The Kennett campus is proof of what can be accomplished when people work together for the good of a community and its residents, Blanchard said.
Programs at Kennett presently include 100- to 400-level University Studies courses and graduate courses in education. Other courses, including online courses, enable students to complete requirements for several degrees entirely at the Kennett campus, including bachelor of science degrees in agribusiness, child development, elementary and middle school education, and interdisciplinary studies, as well as the Bachelor of General Studies degree.
The Kennett campus had 1,202 duplicated enrollments for the fall 2010 semester. Blanchard says enrollment growth at the campus can be attributed to both students who want to attend the local University campus and many others who are interested in completing bachelor’s degrees.
“Our class schedule is designed with day, evening and night classes for convenience and flexibility for our students, which allows us to maximize the use of our facility,” she said.
Jordan Wiseman, a student at the Kennett campus, says, “Southeast-Kennett is very convenient due to the fact it is close to home.
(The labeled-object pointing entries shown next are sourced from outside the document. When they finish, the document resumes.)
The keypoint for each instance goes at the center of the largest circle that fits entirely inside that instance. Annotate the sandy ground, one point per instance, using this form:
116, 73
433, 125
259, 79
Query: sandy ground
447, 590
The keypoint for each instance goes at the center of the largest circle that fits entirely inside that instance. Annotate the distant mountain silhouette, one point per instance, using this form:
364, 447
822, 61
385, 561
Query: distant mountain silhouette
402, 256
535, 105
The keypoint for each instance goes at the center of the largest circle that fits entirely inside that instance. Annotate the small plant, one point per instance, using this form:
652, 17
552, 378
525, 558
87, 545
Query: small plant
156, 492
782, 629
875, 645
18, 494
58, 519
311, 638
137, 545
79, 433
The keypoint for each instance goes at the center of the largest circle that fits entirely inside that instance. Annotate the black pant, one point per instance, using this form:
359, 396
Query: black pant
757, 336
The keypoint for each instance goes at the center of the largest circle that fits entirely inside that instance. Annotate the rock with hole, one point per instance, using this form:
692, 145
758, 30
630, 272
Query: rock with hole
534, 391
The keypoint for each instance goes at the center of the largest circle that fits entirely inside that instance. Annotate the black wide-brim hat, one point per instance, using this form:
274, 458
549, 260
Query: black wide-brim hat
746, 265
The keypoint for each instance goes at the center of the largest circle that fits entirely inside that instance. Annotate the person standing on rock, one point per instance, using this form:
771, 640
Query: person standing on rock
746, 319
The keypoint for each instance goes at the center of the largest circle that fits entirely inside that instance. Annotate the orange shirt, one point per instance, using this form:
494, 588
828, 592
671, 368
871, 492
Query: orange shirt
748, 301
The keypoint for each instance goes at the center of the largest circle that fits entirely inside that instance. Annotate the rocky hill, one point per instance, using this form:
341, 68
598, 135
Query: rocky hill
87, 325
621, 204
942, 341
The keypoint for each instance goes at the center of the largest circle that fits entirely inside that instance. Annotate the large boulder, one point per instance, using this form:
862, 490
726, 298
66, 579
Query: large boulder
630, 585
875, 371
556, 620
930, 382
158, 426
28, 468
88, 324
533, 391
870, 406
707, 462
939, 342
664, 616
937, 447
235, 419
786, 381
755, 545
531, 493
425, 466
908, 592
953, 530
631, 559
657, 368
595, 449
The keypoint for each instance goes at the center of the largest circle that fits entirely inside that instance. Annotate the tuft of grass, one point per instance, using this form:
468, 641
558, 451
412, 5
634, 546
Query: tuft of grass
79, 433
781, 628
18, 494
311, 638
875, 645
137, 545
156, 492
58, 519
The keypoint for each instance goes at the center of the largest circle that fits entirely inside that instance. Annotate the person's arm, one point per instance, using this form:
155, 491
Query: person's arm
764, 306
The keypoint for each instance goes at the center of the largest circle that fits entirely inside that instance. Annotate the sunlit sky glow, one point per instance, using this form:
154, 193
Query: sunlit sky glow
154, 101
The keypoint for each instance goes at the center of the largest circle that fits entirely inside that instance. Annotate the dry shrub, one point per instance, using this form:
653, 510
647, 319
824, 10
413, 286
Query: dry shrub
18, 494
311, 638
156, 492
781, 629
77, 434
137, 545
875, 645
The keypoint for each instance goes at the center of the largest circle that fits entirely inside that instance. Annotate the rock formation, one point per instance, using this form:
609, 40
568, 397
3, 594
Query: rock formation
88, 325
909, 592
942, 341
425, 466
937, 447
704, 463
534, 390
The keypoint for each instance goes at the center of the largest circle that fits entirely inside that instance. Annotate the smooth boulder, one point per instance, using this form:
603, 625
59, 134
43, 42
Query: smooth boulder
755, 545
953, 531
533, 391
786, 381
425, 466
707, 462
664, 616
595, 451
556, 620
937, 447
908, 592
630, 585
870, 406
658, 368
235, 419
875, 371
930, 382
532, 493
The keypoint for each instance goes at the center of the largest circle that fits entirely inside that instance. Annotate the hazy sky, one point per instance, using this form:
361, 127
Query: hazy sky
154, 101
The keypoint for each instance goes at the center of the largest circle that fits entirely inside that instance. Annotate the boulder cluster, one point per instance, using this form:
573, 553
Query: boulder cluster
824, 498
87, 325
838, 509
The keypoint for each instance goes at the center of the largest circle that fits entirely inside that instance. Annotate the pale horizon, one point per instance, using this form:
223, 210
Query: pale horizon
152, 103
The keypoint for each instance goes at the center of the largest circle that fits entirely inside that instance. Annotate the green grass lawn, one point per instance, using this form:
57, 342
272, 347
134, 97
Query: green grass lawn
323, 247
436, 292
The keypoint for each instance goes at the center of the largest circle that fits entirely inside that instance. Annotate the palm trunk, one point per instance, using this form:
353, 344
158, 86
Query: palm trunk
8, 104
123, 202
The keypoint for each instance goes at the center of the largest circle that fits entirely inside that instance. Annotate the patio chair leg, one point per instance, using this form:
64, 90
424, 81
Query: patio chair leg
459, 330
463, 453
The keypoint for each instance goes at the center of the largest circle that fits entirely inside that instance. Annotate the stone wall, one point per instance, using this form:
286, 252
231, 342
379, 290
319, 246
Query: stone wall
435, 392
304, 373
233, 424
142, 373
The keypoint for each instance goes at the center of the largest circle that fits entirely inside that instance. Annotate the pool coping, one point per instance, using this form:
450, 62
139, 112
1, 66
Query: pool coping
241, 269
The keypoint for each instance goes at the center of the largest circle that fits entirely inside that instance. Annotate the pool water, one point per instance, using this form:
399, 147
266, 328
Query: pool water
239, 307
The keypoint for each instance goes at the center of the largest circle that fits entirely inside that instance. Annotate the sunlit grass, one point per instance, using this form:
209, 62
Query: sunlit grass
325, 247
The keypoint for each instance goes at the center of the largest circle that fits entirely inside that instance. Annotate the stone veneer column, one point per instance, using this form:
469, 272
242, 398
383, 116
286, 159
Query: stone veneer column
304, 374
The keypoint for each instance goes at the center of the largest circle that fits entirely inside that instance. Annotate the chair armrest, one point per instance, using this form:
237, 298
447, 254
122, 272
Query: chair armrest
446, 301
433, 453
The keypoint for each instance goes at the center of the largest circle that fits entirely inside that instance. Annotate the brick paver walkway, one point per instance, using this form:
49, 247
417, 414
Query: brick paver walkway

I also prefer the small class sizes, and the professors are great.”
Amanda Blansett, a freshman at the Kennett campus, echoes those sentiments, saying, “I chose to go to Kennett over the main campus because it was so much closer to home. I love the campus. For a small campus, it offers the same competitive learning environment and is very well staffed with professors who have a lot of respect for the students.”
Community members are proud to support the regional campus and continue to understand its importance. Kennett National Bank board member Marianne Dalton said, “We tried for so long to get a higher education center here. We are thrilled to death to have it.” “One of the keys to success for the Kennett community is to offer local higher education opportunities to our citizens,” said David Dalton, chief executive officer of Kennett National Bank. “Southeast fills this need through Southeast Missouri State University-Kennett, and we want to contribute, through good stewardship, to the growth of the community.”
“It is because of this community support, we can provide quality education to students,” Blanchard said.